The two Paintings of the Santa Maria delle Grazie

Milan, Italy

Thursday, October 3rd, 2019

The cobblestone Piazza in front of the famous church buzzed with small clusters of tourists and a singular postcard seller. The air was brisk, the jacket of my five-year-old sister flapping as she twirled; impatient, filled with boundless energy. The great bricked arches of the church soared above us. The church Santa Maria Delle Grazie; Holy Mary of Grace.

Our tickets carried us through quiet corridors inside, windows peering out into the gardens beyond until at last the automated doors deposited us into a long dark room with a vaulted ceiling. Lingerings of paint whispered over the walls, echos of further work, once great, now gone to the call of time.

The air was hushed as footsteps turn away to the right side of the room, drawn to the painting on the far wall like pins to a magnet. You need not read the plaque below it to know its name.

The Last Supper, by Leonardo da Vinci, covered the entire wall from end to end. The illusion of its angles seeming to extend the room into an even longer hall, ending with a trio of windows looking out over a hillside. Soft shades warmed the faces of the almost life-size people, their expressions ranging from distraught and confused to angry and accusing.

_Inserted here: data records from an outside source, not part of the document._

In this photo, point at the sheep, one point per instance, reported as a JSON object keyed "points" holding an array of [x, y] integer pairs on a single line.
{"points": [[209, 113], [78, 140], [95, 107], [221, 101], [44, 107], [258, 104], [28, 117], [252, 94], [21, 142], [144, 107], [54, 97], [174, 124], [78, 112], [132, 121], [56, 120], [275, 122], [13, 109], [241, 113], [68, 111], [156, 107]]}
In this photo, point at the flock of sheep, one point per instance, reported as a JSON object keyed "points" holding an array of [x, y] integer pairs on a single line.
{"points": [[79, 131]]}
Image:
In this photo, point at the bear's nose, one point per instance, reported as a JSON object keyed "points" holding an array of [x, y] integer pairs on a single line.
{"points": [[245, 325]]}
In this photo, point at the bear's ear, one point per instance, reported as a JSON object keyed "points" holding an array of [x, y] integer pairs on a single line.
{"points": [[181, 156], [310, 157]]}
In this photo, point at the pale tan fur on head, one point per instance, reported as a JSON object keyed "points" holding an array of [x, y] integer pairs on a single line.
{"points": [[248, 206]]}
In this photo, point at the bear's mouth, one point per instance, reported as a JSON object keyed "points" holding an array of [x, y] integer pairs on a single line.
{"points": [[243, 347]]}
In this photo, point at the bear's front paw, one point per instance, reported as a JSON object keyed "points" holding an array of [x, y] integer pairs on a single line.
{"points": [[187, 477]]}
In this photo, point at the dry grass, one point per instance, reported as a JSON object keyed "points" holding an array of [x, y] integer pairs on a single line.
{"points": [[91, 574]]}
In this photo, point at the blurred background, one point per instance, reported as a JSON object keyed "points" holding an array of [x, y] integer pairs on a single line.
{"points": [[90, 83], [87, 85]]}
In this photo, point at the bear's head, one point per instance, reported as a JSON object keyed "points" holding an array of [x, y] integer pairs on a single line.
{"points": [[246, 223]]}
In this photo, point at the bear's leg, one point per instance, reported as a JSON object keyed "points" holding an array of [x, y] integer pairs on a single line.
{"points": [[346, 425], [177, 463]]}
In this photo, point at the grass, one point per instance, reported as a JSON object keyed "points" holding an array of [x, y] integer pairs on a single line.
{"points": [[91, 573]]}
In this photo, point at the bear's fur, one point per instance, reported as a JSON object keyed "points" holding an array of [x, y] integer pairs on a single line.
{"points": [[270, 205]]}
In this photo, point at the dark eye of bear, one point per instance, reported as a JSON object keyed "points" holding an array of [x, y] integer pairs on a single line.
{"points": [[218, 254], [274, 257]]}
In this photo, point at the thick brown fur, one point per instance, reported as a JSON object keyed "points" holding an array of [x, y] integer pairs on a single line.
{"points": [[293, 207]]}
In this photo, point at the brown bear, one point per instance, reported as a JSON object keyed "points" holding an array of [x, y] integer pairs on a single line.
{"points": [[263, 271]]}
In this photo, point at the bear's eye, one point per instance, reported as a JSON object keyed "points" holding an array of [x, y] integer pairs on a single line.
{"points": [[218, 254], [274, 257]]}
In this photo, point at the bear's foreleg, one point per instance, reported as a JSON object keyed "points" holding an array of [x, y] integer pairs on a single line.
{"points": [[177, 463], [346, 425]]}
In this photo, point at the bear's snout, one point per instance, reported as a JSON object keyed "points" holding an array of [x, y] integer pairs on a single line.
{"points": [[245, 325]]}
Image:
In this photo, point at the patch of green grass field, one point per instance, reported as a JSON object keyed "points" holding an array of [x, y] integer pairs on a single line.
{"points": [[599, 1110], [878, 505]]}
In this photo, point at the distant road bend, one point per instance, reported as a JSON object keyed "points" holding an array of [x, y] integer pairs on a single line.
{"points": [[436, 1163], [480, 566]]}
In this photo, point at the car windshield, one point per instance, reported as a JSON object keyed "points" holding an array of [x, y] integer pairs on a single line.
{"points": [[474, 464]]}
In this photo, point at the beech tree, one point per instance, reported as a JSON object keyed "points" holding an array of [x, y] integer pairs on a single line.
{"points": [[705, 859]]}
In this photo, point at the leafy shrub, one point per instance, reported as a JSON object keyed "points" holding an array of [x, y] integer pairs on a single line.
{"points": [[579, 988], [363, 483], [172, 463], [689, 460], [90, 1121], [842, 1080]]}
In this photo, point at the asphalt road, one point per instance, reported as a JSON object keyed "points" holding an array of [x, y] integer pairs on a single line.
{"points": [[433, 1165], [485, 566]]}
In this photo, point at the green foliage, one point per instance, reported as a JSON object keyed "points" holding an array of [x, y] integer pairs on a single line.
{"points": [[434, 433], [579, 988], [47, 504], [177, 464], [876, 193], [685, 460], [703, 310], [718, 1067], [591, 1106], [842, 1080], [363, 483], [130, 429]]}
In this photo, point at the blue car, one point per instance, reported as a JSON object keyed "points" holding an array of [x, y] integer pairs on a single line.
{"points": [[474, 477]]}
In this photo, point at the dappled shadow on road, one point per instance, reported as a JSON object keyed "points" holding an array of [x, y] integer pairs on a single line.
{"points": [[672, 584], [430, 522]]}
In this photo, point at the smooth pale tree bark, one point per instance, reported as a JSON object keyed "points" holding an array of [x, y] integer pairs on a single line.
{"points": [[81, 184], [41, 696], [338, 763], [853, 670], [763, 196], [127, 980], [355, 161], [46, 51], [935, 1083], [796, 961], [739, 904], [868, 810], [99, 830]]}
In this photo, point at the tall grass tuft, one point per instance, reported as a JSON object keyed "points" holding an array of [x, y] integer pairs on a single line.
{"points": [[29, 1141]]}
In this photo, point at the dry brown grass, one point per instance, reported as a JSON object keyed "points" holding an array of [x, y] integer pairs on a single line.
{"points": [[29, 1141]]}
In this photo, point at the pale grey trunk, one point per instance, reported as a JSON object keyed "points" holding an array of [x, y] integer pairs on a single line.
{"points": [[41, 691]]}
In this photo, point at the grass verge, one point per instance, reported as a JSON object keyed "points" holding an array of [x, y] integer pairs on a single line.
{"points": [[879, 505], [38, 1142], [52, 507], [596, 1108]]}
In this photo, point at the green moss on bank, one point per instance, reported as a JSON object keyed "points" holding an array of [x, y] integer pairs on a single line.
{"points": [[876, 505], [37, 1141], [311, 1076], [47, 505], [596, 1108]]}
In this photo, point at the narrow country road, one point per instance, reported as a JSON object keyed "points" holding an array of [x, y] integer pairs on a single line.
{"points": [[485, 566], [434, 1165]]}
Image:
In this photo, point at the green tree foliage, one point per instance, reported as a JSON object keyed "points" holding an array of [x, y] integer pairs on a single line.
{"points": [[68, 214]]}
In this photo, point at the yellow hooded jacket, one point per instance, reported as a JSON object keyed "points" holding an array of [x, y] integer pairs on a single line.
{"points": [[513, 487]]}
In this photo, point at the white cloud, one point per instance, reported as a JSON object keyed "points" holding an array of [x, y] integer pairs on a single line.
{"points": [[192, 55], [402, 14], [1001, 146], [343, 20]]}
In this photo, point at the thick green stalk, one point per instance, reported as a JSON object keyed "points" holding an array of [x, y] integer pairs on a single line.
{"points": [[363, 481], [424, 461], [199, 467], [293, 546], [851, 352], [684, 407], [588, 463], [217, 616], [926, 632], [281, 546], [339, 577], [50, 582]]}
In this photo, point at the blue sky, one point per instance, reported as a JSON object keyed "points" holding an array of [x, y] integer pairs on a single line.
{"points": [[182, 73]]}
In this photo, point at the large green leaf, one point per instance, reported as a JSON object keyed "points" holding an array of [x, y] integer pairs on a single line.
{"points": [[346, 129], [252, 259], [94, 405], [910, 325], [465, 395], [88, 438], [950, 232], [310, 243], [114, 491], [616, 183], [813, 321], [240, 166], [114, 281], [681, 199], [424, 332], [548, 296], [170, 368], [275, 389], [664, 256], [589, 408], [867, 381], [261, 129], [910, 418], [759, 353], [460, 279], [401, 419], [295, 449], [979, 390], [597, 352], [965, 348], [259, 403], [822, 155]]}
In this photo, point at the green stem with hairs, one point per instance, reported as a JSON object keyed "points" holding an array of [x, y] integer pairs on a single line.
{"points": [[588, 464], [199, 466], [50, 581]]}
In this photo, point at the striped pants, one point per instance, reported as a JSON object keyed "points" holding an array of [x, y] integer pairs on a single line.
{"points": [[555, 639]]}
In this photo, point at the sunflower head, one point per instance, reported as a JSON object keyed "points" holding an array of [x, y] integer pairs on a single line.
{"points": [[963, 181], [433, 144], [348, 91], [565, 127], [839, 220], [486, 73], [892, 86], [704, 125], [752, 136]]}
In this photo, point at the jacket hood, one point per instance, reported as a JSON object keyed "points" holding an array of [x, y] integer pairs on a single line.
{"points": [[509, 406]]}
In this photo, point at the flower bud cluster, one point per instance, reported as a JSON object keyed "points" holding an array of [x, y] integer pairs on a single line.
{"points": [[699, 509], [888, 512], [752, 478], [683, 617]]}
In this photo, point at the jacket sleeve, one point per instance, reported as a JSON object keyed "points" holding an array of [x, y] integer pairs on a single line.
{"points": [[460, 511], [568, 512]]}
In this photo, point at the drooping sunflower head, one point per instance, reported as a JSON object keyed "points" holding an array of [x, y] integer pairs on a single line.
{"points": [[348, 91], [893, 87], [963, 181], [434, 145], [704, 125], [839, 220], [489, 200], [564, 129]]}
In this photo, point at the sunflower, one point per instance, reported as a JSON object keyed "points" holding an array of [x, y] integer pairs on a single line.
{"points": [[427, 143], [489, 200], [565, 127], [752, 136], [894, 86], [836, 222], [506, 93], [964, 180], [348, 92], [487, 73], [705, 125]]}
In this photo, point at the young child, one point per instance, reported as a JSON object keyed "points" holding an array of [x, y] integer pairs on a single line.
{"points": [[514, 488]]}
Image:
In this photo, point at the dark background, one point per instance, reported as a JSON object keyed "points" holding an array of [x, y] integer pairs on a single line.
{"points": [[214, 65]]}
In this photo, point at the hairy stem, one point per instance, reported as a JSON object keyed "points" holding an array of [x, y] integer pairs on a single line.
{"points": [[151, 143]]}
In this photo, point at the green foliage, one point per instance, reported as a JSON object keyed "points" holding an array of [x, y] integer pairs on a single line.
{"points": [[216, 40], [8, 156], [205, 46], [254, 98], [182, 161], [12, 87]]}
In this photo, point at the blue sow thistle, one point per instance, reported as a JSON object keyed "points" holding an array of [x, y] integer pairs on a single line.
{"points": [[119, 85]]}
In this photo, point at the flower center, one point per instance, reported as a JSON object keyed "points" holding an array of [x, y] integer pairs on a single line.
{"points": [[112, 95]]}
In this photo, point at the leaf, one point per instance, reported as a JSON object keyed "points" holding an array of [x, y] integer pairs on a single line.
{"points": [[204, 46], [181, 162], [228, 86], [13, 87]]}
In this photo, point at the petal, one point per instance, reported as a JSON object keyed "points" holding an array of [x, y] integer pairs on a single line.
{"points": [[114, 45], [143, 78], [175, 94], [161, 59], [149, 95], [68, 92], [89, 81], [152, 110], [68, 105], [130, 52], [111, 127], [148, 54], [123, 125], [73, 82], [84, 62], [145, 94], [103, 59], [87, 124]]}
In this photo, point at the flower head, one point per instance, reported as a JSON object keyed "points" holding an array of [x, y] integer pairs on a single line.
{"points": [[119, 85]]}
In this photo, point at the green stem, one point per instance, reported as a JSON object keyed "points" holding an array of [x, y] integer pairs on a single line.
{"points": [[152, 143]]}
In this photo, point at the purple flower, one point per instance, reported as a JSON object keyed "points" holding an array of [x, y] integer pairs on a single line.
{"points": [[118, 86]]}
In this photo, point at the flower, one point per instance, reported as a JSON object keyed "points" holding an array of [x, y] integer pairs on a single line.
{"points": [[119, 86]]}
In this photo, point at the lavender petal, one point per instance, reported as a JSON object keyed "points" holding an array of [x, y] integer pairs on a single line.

It was the moment when Jesus revealed to the disciples that one of them would betray him, reimaged by Leonardo, captured with lifelike grace in careful brushstrokes of fresco paint.

Such fame, such talent, such lovely art portrayed before the silently awed crowd below.

But turn away, turn away if you can, from the household name that finds itself in history books, textbooks, novels, and essays beyond what it’s painter had ever imagined.

Down the long, dim hall of Santa Maria Delle Grazie, far on the other end, you will find another work of art.

There is no crowd flashing cell-phone cameras clustered below this painting, resting a mere hundred feet away from its companion.

I see only one person paused before it as I approach. They study it for a moment, glance at the plaque, and then turn away, leaving me the solitary onlooker.

Crucifixion, painted by Giovanni Donato da Montorfano in fresco, the plaque reads.

While the last supper gives off an air of simplicity, Crucifixion is crowded with the figures of many people. Horses, soldiers, men, and women. They seem a confused sea about the base of the three crosses that rise above the scene. The cross in the middle of the scene holds Jesus, going through the event he foretold in the painting on the opposite wall. From his figure, one’s gaze is drawn downwards, to where Mary kneels at the base of the cross, her arms wrapped around it.

It’s strange that this painting is so much lesser known than the Last Supper; it is just as impressive. Outside of this, however, the Last Supper only tells half the story that this hall portrays. Two different moments from the fulfillment of God’s plan, two different paragraphs from the same chapter of history.

Indeed, although they were both painted by different artists, I wonder if they were not meant to be one piece of art. You can still see, after all, the relics of paint on the walls and ceiling of this hall, that likely connected the two paintings at one time.

Two paintings, in the same place, the same size, painted in the same medium, each focusing on the same man.

Yet one is world-famous, and the other many people likely never hear of until they are standing in the room with it. I wonder what Leonardo and Giovanni Donato would think of it.

The success of art, it seems, is not something that can always be apprehended or controlled.